There are many variations to this recipe , you can add herbs and even garlic.  I recommend that you experiment with it and find which one works best for you and your family. One of my favorites is with fresh thyme, rosemary or sage.  Your little ones may not love the taste with the added herbs, so for them you might want to stick with the simple onion-honey-syrup. Remember, you can always  use it as a delicious glaze for chicken or add a little to some homemade salad dressing with balsamic vinegar and fresh garlic. Yum!
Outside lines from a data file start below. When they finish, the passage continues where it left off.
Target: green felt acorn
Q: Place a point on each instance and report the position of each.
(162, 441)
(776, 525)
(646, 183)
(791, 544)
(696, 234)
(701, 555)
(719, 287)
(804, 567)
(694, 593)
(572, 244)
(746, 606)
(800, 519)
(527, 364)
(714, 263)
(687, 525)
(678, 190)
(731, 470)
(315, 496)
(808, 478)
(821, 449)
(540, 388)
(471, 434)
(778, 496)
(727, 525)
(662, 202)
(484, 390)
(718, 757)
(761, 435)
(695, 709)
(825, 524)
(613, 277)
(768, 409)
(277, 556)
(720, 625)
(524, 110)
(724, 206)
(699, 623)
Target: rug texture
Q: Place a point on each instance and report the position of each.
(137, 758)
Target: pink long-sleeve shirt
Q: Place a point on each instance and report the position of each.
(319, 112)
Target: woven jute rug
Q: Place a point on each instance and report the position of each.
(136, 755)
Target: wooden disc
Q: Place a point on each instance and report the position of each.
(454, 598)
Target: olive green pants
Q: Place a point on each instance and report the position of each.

Without further ado lets get to the recipe;

  • 1 organic onion (this is medicinal so organic is important here)
  • Raw honey

Cut onion in half  and slice into thin moons. Put the onion in a stainless steel, cast iron or glass pan and cover with the honey.

Optional additions;

  • Fresh herbs, like thyme, sage, rosemary or oregano.
  • or
  • Dried herbs, like mullein, marshmallow, licorice or slippery elm.
  • sliced raw garlic
  • 1-2 tsp fresh grated ginger
  • 1-2 tsp fresh grated tumeric

Gently warm on a very low heat, until honey softens and liquefies. Remove from heat and keep covered for another 30 minutes. After it has cooled you can  strain into a glass jar, cover and label. This can be kept for several weeks and even longer ( If you don’t finish it first) in the refrigerator.

There is no real dosage, but a general suggestion is 1 tsp for kids and 1 Tbsp for adults. Take up to 4-5 times a day or  when needed.

Please remember not to give honey to infants under one year of age.

What’s your favorite onion honey?  Do you also  eat it by the spoonful like me, just because you love the taste?